Tel: 800-253-2350

>Some of us aren’t surprised the $8,000 housing tax credits didn’t work to increase demand, forestall foreclosures or create sustained prices stability. But the question now is: Does anybody care?

Video version of this blog:

Plenty of people predicted the First Time Home Buyer tax credits would not work – the first or second time. Now a study by Northwestern University’s Kellogg School of Management finds that they had little effect on volume of sales, and potentially worse, actually inflated prices for buyers during the same period. I’ll save you the time reading the 42 page paper, and quote the conclusions:

We find that quantity was unaffected and that prices rose only temporarily. The results showed no statistically significant difference in quantity. However, prices in affected housing markets rose on average $6,509 more than unaffected markets during the program. This price differential more than reverses, falling $7,721 after the expiration of the final tax credit program. The speed of these price movements is quick. The price increase takes place largely within a month of the first large tax credit, and the price drop occurs predominately in the two months following the credit expiration. [emphasis added]

So, prices went up (harming buyers) and then fell further after the credits ended (harming sellers) while demand remained flat. Not the same story told by the economist at the National Association of REALTORS December 2009:

An estimated 2.0 million first-time buyers have taken advantage of the $8,000 tax credit from February to November. Now with the tax credit extended till the middle of next year and also available to move-up buyers, I anticipate an additional 2.4 million home buyers qualifying for the tax credit. In total 4.4 million American households are expected to have benefited from the home buyer tax credit before the program ends in June 2010.

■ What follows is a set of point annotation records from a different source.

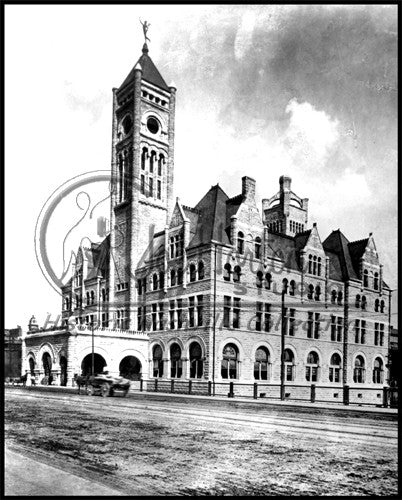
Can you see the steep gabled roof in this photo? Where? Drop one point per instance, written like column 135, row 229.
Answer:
column 283, row 247
column 211, row 222
column 356, row 251
column 150, row 72
column 301, row 240
column 337, row 243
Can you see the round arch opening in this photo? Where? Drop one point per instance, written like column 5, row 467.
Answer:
column 86, row 365
column 130, row 367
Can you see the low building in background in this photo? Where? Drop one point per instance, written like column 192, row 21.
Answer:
column 12, row 352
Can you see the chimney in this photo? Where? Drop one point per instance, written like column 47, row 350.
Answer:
column 248, row 187
column 285, row 183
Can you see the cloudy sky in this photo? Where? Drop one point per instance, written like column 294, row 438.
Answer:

That’s a weird definition of “benefitted” but nonetheless, we can agree that nobody who claimed a portion of other people’s $22 billion dollars didn’t actually helped fix the housing market. As the Wall Street Journal notes in June 2011:

The Standard & Poor’s/Case-Shiller housing survey [showed] … that home prices fell another 4.2% in the first quarter. Prices have fallen for eight straight months, after the false dawn of 2009-2010, and average home prices are down to levels last seen in 2002. The Case-Shiller 10- and 20-city indices are back to the level of 2003. …. Since the housing market began to turn in 2007, Washington has tried to keep prices from falling with every policy gimmick known to politics: Foreclosure mitigation, more guarantees from the FHA, higher guarantee thresholds from Fannie Mae and Freddie Mac, Fed purchase of mortgage assets, and the $8,000 home buyer’s tax credit…”

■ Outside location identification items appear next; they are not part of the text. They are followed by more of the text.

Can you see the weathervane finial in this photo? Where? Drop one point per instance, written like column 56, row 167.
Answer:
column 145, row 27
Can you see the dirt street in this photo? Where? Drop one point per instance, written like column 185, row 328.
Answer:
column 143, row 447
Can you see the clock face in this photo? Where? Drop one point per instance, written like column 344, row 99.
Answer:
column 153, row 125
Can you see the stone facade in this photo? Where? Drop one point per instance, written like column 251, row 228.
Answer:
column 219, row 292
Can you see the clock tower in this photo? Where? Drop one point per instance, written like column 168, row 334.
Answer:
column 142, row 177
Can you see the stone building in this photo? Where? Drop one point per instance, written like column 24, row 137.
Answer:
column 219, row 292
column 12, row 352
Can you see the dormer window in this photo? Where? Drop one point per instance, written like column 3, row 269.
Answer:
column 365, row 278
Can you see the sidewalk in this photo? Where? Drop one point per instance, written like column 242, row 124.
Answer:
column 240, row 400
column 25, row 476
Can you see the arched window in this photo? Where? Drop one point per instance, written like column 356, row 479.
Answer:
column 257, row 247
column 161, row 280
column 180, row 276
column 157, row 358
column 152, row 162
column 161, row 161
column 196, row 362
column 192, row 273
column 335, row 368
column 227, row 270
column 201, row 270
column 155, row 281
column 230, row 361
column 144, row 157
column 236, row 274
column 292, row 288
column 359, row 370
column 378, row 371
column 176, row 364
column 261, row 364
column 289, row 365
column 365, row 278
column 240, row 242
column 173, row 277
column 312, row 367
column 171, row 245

Now, I won’t quote myself, but interested readers will note that I wrote here, here and here, that these gimmicks wouldn’t work while consumers were busy de-leveraging and jobs disappeared. What I will say, however, is that I’m concerned that the real estate industry went “all in” on the tax credits, got nothing out of it, and hasn’t got the message:

If you want the housing market to stabilize, stop messing with it.

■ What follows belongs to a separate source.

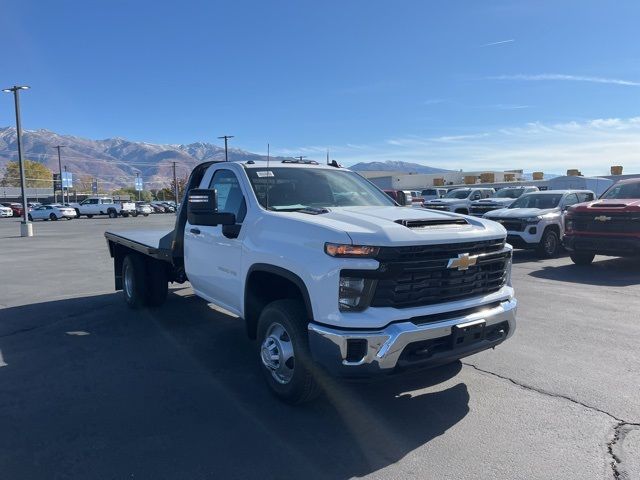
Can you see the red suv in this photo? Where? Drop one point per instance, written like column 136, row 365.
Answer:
column 608, row 226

That means abandoning organized efforts to block foreclosures with public money or forced buy-downs by lenders. It means being shocked by – not supporting – initiatives like the “Helping Responsible Homeowners Act of 2011” which would authorize Fannie Mae and Freddie Mac to let underwater owners refinance their properties without any loan-to-value limit, in the hopes they will spend their additional disposable income rather than save it. I thought REALTORS were all about creating equity

It’s not just the political efforts that need to stop messing with the markets. Everyday agents need to reconsider their desire for prices to rise. It’s a false paradox – wanting lower interest rates but higher home prices. Haven’t we learned that when we stimulate higher prices – from the original cheap lending bubble to the tax credits –  we create instability in the market? This is especially important since new data shows investors (usually buying with cash) are becoming major buyers in many marketplaces; A survey by MOVE Inc., the operator of REALTOR.COM, recently indicated that three times as many investors as traditional buyers are poised to buy homes in the next two years. Why would we want prices to rise and scare off that demand? (If your answer is the commission, you missed the point once again).

It’s time to let the laws of supply and demand, not demand and get subsidies rule the market. We’ve already prolonged the housing downturn for two, maybe three years longer than it had to be. It might even be argued that the onerous proposals inside Dodd-Frank are the result of these interventions: had the housing market been allowed to fall fast and stabilize sooner, maybe politicians would have only proposed dumb rules for the lending markets, and not dumber ones like 20%-downpayment requirements for real estate buyers. I can’t prove that, but I can pretty much say that just about everything we’ve tried so far – except letting supply and demand take their course – hasn’t worked. Today we got another study to prove it.

Now we just have to ask: does anybody really care?